In his interview with the Izvestia daily, Alexander Deryugin, Researcher of the Budget Policy Department of the Gaidar Institute has explained why the Ministry of Finance faces a budget  deficit at year-end.
The federal budget revenues surpassed the expenditures by Rb138.4bn despite a forecasted deficit in 2022. According to the data of the Electronic Budget website, as of November 1, 2022 the budget revenues were equal to Rb22.1 trillion, while expenditures, to Rb21.9 trillion. At the same time, the RF Ministry of Finance expects a deficit of over Rb1.3 trillion or 0.9% of GDP. The Agency’s forecast is highly likely to materialize because the peak of spending takes always place in December, Alexander Deryugin notes. According to the expert, most investment payments are made at year-end, to say nothing of additional expenses related both with accession of new territories and the special military operation (SMO).

“The peak of expenses takes always place in December, so it is too early to rejoice in surplus budget. Normally, all capital and investment expenditures are made at the end of the year.   Generally, the higher the share of investments, the higher the peak of expenses in the last month," Alexander Deryugin says.  Uneven utilization of budget funds during a year is a serious issue which has existed for 30 years, the expert laments.   According to Alexander Deryugin, both the RF Ministry of Finance and the Central Bank of Russia are interested in solving it.  
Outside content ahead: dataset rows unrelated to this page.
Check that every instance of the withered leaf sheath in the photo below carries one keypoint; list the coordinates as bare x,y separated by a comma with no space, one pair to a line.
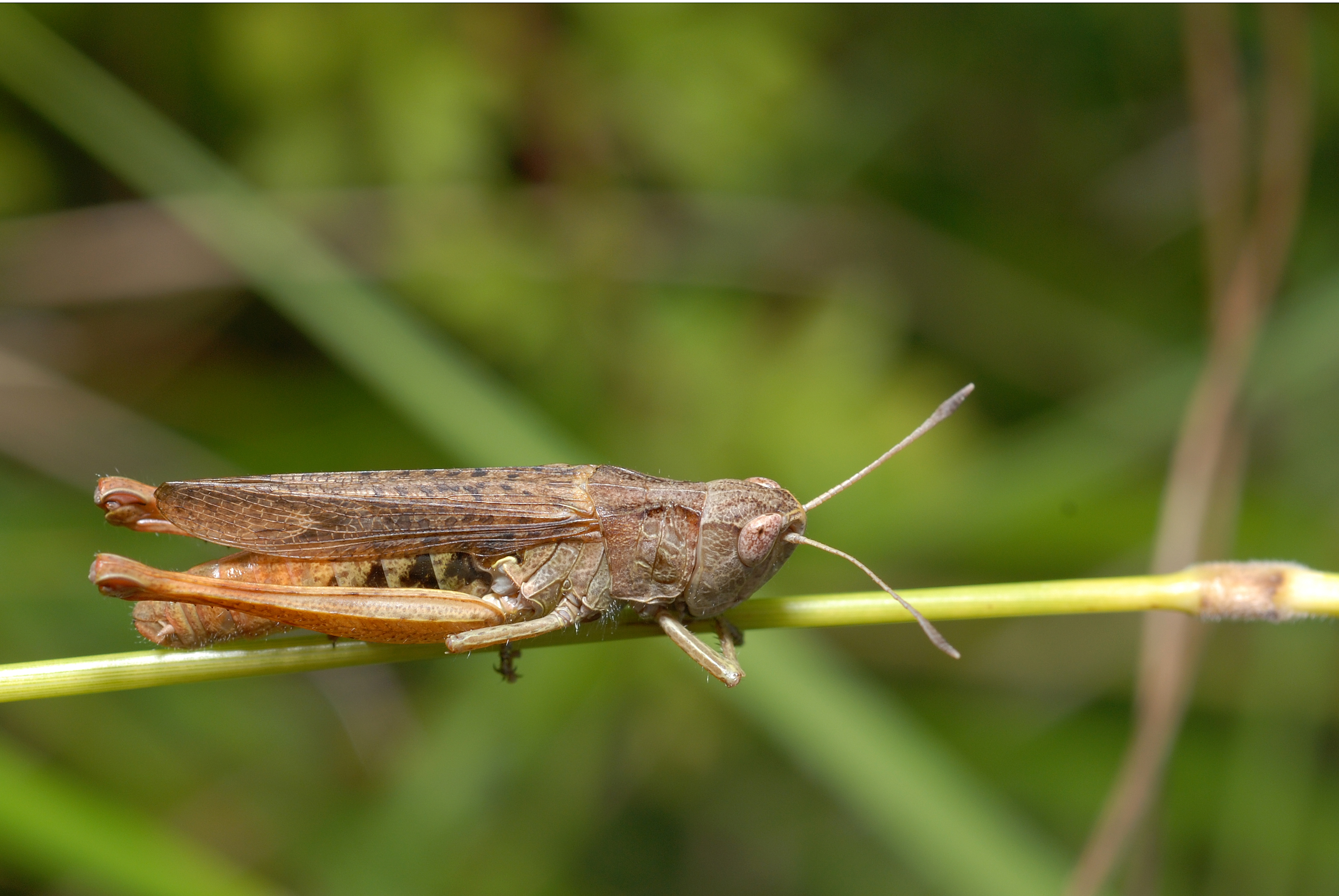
472,558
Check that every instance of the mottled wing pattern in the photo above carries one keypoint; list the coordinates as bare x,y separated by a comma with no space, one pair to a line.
487,512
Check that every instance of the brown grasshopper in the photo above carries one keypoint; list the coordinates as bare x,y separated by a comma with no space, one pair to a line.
470,558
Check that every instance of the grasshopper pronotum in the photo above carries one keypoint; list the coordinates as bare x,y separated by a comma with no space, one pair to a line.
470,558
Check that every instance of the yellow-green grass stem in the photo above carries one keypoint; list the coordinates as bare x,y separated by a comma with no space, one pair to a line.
1254,591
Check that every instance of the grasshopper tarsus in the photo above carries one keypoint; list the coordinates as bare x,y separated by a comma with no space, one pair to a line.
506,663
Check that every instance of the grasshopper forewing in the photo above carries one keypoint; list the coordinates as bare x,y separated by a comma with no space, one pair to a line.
469,558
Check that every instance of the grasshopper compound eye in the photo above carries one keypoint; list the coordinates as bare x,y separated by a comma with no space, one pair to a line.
759,536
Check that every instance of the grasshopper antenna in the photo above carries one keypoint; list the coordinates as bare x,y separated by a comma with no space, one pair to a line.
931,632
939,415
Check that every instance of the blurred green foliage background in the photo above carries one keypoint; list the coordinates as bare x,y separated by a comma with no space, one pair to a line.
695,241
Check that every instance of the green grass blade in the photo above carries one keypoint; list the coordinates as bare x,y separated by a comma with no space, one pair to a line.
55,828
1297,593
404,359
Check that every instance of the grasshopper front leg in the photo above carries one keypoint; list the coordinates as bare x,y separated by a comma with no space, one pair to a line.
722,665
565,614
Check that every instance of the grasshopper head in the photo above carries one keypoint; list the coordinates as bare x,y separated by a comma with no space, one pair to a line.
741,543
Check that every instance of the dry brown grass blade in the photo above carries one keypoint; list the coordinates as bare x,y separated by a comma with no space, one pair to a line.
1244,268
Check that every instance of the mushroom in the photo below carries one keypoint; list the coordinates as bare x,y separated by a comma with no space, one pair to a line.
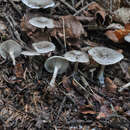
76,56
36,4
56,65
30,53
42,22
104,56
127,38
10,48
43,46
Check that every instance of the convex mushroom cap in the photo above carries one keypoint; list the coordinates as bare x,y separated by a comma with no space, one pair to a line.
10,48
43,47
105,56
56,60
56,65
127,38
30,53
36,4
42,22
76,56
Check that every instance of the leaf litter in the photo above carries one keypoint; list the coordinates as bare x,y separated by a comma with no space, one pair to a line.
78,99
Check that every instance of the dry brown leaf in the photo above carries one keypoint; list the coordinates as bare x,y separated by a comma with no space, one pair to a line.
88,112
118,35
66,83
19,72
122,15
86,109
113,4
71,25
110,85
96,11
104,112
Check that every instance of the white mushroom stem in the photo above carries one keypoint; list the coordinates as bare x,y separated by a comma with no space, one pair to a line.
76,66
101,75
12,57
56,69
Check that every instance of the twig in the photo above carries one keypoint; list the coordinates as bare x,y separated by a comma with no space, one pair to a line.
124,87
82,9
15,7
68,5
60,109
64,33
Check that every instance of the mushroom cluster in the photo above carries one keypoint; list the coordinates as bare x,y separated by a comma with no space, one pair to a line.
59,64
10,49
104,56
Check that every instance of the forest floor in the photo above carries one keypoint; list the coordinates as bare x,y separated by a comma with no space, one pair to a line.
78,102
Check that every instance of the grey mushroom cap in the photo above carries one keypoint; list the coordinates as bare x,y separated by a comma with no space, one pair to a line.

The Central Bank of Russia seeks to prevent a rise in inflationary processes. With financial flows becoming more equal throughout a year cycle, it will be easier to manage them, the expert explains.  However, it is difficult to change that because expenditures cannot be easily carried over from one fiscal year to another, Alexander Deryugin added.  In Alexander Deryugin’s view, monetary authorities fear to modify this system. “If such freedom is granted to all budget funds managers, there is a risk of creating the whole host of problems related with delays and a lack of prompt decision-making,” Alexander Deryugin summed it up.